Just like last year, I’m not going to ask you if you won NaNoWriMo. Honestly, it doesn’t matter. NaNoWriMo is a great event to help spur your creativity and offers community in order to encourage writers to get their words down. It’s also a great way to build a writing habit alongside your peers. And as a professional writer, I know how hard the fight is to get new words on the page.
But NaNo isn’t simply a month-long writing party. It’s a way to change the mindset, for the better, of writers who struggle. All writers including those who write for a living and those who write as a hobby. It also helps those who scratch words in the dark to keep themselves sane.

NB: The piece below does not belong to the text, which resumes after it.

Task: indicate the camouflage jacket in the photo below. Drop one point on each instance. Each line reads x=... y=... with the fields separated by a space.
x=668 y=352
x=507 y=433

What I love about NaNo is the preparatory work in October that helps me focus on a new story or a story I’m currently working on. I also love the camaraderie in sprint groups on Facebook and Discord servers. I have won NaNo in the past and there have been some years that I’ve been editing a book and I didn’t add a single word. Yet the word count doesn’t matter. The most important thing that NaNo does is that it validates the act of writing itself. NaNo reminds us that writers can change how people think about the world around them. NaNo reminds us that writers can change the world. But there’s a caveat–NaNo reminds us that writers can only do those things if they actually commit the words to paper.
As for my check-in, I wrote 20,000 words on a new short story, wrote a 7,500 word shorter story, and added words to my WIP, a big southern gothic novel. Oh, and I made the USA Today Bestseller List with Let’s Get Naughty, a collection of fun and sexy Christmas romances that my writing friends and I published. (Some of the friends I met in previous NaNos!) . While I have no idea how many words I changed, cut, edited, and rewrote on my BIG manuscript, I was able to move forward with my plot. And in the long run, that’s more important than word count. So, I didn’t technically “win” NaNo. And that’s okay. Because I worked and wrote and edited. For the month of November, I reminded myself that my words count and the stories in my head will one day sit in the hands of readers. For the month of November, I reminded myself that writing is what I’m meant to do with my life. For the month of November, I reminded myself that, despite the difficulty in getting words down, I am not alone.
NaNoWriMo ends today but the act of writing down words continues because our words matter. Our words can affect lives. Our words can change the world.